Should I take this WordPress job I'm being offered?
The job in question is at a small agency that basically makes money by selling WordPress sites to small businesses and charging for upkeep/maintenance. I have no problem with WordPress itself, but my goal is to learn web development more thoroughly than just WordPress. The owner of the agency told me as much that most of my work will be configuring a theme. I feel like this job won't be instructional as I hope, and my time would be better spent learning relevant skills on my own. Basically, I want to be a web developer, not a WordPress developer.

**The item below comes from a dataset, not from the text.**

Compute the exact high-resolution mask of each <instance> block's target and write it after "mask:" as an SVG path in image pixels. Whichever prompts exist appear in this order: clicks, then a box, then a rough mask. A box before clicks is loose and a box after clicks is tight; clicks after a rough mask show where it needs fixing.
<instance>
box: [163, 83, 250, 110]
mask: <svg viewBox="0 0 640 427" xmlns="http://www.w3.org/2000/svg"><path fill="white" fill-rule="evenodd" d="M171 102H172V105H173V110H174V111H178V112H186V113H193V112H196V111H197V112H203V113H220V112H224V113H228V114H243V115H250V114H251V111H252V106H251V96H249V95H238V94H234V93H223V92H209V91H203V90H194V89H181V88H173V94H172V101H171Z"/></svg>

I don't need the money either. I'm a full-time student currently.
What are the biggest challenges and drawbacks in today's learning process?
I don't know that there is any standardized thing you could call "today's learning process".
I can say I feel a little sorry for people getting into web design and development right now, because it feels a bit more overwhelming than it did when I started. Having a good mentor (or teacher) will always be tremendously valuable.
Hey Chris, our job - is all day watching to the monitor... and I want to ask how to prevent eye strain and other issues... Maybe good monitor? or anything else?... Thanks.... (sorry My english very bad)
I've never had eye trouble but I have had RSI. After suffering finger pain for far too long, switching to only of those split keyboards and a more ergonomic mouse fixed it quickly.
I also use F.lux to get that orange screen stuff going on in the darkness. I'm not sure if that actually is healthier on the eyes, but I know I like it.
Is Value Based Pricing suitable for new freelance developers? Or should we first see what limits we can reach with an hourly structure?
Have you ever seen Snap.svg fail like this on Chrome - logo in the bottom left:
works on safari
At a conference one time, Pamela Marie said (paraphrased):
Golden rule asking a question: imagine trying to answer it Golden rule in answering: imagine getting your answer
I only mention this because I think it's useful for everyone in increasing how good of answers you get you when you ask questions. For your question, it's not immediately obvious what "fail like this" is referring to. I was able to see the problem because you mentioned it behaves as expected in Safari and I could compare and see the difference, so that's good, I'd just error on being even more clear.
I'm afraid I don't know what's going on there. I see the
<path> isn't a stroke though, it's a shape, even though it's doing the "draw itself" trick. I think if I was going for this effect I'd make it a stroke on the path and use drawSVG.
Why did Object-oriented CSS (ala Stubbornella) never take off?
I think it did! Just in a more insidious and effective way. Nicole's lessons were things like...
- Be very careful about specificity
- Think in patterns
- Use classes a lot
- Use tools and analytics and heuristics to inform CSS choices
If any of these things seem obvious now, know that they weren't always. Even if we don't call it OOCSS much anymore, Nicole was way ahead of the curve on this stuff and influenced how the community thinks about CSS immensely.